Social Foundations of Computation

Social Foundations of Computation

At Social Foundations of Computation, we build scientific foundations for machine learning and artificial intelligence in the social world. To chart and implement a society’s norms and expectations, we start from concepts and work our way towards applications. Challenging existing problem formulations when necessary, we think through how the use of machine learning distributes societal resources and opportunity. Computational tools to critically evaluate---and possibly contest---algorithmic systems and their impacts are a key component of our work. Our ultimate goal is to promote a positive role of artificial intelligence in society.

Developed as a tool for statistical pattern recognition, machine learning now reconfigures virtually any aspect of the social world. Statistical algorithms support or replace human judgment across state bureaucracies and public institutions. Predictive systems drive online engagement and steer digital markets. Massive machine learning models exhibit social skills that seem to defy the mundane way they are created: by fitting billions of parameters to heaps of data. Yet, machine learning as a field is woefully unprepared for the sheer societal impact of its creations. Working from little more than trial and error, what a machine learning model does is hard to specify and rarely by design. But the problem runs deeper. The field lacks not only the technical tools but also the conceptual repertoire to meet society’s norms and expectations.
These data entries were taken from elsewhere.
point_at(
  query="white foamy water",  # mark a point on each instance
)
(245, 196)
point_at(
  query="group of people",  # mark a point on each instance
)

Ensuring a positive role of artificial intelligence in society therefore starts at the foundations of the field. New concepts, definitions, and theories must make room for the dynamic character of the social world that defies the old “astronomical conception” of pattern recognition. Predictions in the social world are always actions that change the course of events. This fundamental fact has catalyzed the emerging field of studying performative prediction, a formulation of machine learning that allows the model to influence the data. This departure from statistical tradition is necessary to capture real-world systems that drive behavior through predictions. Performative prediction rewrites the rules of prediction as there are now two ways to be good at prediction: learning and steering. Learning is the classical way a platform can discover and target consumer preferences. Steering is unique to performative prediction allowing a platform to push consumption towards a distribution more favorable to its objectives.

The notion of steering illuminates important concerns about digital systems. A greater ability to steer indicates a greater degree of power that a platform has in a digital economy. This observation motivates a new definition of power, called performative power, that addresses challenges in the study of competition in digital markets. Power imbalances are one threat to well-being in digital economies. We therefore develop algorithms that empower individuals to organize systematically toward promoting their well-being in algorithmic ecosystems. Normative concerns with machine learning arise with all tasks of firms, institutions and governments that allocate opportunity and scarce resources. Although algorithmic fairness provides a useful lens on algorithmic decisions, it gives only a partial view. Increasingly, we broaden the normative criteria we apply to algorithmic systems from the perspective of resource allocation.

What challenges every aspect of our work is that complex machine learning systems are notoriously difficult to evaluate reliably. Establishing valid empirical facts and measurements about machine learning systems remains a major challenge. Evaluation is all the more difficult when the model is part of a larger ecosystem, be it a digital market, a social network, or an online platform. Here the model necessarily works at scale, making it difficult to reason from experiments involving a small fraction of participants.

When it comes to evaluating model capabilities, benchmarks have served machine learning research well for decades. But the paradigm is now reaching its limits. A flurry of new benchmarks struggles to keep up as large models continue to advance in their capabilities across a rapidly expanding range of tasks. Investing in the emerging science of machine learning benchmarks and evaluation is therefore an important part of ensuring the positive impact of artificial intelligence in society.